Though the Moon might appear rather placid, and even safe compared to some of the hostile environments Earthlings and their spacecraft have ventured to, it’s not an easy place to do business in. We’re getting used to seeing rovers and landers and orbiters visit the Moon in what seems like a work-a-day process. But the Moon is still a hostile place.
The temperature on the Moon fluctuates wildly. At its coldest, the temperature drops to a frigid -246 C (-412 F.) At its hottest, the temperature jumps to a scorching 100 C (212F.) A 350 C swing in temperatures is hard on equipment and requires robust designing and engineering.
Temperature fluctuation aside, there is also the increased radiation to contend with. The Moon lacks the magnetosphere and atmosphere that protects Earth from the full onslaught of the Sun, so sensitive electronics have to contend with that. And then there’s the dust, which can also be hard on equipment. Remember, the Google Lunar X-Prize is a competition to land a privately-funded robot on the Moon. Dealing with these formidable challenges as a small team is much harder, considering that the teams don’t have the resources that NASA and other groups have. But with $30 million in prize money at stake, we can expect to see some highly-motivated people competing.
Competitors include a German team backed by Audi (teams have to prove that they are 90% funded by private money,) a father and son working from a bedroom in Vancouver, a team of IT specialists from India, and a Japanese team from the Department of Aerospace Engineering at Tohoku University.

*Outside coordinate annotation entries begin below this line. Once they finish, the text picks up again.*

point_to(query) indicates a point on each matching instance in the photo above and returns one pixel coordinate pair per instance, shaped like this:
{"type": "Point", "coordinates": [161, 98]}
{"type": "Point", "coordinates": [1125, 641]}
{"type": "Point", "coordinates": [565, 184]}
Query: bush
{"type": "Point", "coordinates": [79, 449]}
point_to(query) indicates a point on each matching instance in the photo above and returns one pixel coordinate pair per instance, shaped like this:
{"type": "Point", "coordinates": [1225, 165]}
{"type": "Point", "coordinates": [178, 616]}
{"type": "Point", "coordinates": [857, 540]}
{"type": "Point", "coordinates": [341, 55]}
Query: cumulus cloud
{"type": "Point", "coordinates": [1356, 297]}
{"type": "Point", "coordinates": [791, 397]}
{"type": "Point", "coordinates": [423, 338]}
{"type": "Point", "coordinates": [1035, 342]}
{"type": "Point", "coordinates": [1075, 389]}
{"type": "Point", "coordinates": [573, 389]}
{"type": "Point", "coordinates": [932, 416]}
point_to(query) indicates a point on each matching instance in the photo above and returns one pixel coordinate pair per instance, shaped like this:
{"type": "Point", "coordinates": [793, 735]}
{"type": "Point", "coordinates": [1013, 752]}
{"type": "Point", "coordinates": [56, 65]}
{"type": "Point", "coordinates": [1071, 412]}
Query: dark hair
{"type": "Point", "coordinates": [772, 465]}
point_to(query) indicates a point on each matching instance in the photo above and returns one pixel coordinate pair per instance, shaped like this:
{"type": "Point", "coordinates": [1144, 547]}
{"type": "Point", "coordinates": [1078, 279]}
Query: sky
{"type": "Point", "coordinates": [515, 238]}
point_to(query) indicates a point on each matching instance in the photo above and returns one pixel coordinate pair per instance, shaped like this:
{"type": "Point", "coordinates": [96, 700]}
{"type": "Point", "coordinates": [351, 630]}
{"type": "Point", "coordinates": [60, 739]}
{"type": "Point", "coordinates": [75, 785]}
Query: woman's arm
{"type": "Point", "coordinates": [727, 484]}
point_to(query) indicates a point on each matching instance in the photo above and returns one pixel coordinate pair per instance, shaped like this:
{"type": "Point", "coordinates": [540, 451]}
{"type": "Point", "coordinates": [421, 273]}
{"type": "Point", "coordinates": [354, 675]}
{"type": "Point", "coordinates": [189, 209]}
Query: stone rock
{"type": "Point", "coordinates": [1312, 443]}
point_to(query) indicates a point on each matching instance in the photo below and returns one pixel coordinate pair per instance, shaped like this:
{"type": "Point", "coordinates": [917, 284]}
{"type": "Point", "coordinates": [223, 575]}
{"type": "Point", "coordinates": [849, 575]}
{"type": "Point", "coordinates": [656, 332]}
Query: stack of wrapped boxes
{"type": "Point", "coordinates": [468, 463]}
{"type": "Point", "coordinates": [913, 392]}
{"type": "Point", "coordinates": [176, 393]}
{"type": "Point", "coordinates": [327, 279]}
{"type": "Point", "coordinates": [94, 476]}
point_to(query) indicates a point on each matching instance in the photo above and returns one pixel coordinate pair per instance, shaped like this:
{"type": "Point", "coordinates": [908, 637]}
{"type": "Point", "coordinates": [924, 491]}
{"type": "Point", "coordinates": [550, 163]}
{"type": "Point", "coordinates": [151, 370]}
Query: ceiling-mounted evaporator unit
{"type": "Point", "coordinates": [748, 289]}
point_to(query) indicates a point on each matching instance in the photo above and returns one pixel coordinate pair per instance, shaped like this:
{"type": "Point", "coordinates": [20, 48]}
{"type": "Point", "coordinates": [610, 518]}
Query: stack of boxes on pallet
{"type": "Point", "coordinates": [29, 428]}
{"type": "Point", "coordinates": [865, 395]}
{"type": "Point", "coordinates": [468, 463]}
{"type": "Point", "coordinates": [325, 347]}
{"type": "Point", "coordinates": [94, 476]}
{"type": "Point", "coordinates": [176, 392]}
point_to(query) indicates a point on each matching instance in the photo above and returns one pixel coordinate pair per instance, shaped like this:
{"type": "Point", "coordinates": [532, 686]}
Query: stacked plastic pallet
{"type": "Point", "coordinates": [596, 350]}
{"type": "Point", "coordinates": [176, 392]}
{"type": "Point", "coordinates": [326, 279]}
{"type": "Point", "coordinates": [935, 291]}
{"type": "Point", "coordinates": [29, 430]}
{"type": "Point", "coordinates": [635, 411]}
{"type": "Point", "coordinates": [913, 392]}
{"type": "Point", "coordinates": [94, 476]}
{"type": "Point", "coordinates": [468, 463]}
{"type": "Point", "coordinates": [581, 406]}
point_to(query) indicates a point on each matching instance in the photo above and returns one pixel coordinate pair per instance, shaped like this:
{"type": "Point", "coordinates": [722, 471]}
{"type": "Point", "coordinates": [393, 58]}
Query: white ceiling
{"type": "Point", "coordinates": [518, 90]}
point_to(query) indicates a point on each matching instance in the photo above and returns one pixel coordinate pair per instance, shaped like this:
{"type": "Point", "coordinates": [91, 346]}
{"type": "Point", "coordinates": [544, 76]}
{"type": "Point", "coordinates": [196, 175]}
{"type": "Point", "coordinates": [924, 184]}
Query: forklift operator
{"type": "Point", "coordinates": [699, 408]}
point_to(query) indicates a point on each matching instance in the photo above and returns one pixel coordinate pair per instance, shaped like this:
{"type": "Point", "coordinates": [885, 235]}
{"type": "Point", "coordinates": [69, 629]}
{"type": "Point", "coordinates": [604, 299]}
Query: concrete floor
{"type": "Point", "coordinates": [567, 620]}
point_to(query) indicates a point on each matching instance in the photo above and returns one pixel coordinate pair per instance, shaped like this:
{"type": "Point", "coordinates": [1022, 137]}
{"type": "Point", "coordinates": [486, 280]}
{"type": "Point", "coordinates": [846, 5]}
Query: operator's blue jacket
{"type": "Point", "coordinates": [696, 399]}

Though the science aspect of the series will no doubt be fascinating—the Japanese team has revealed that they will use VR to control their innovative camera system—it’s the stories of the people trying to win the prize that should be even more gripping. Who are these people? What drives these people to do such a thing?
The series will be available for viewing on YouTube on March 17, 2016, and on Google Play on March 15, 2016. Can’t wait to check it out.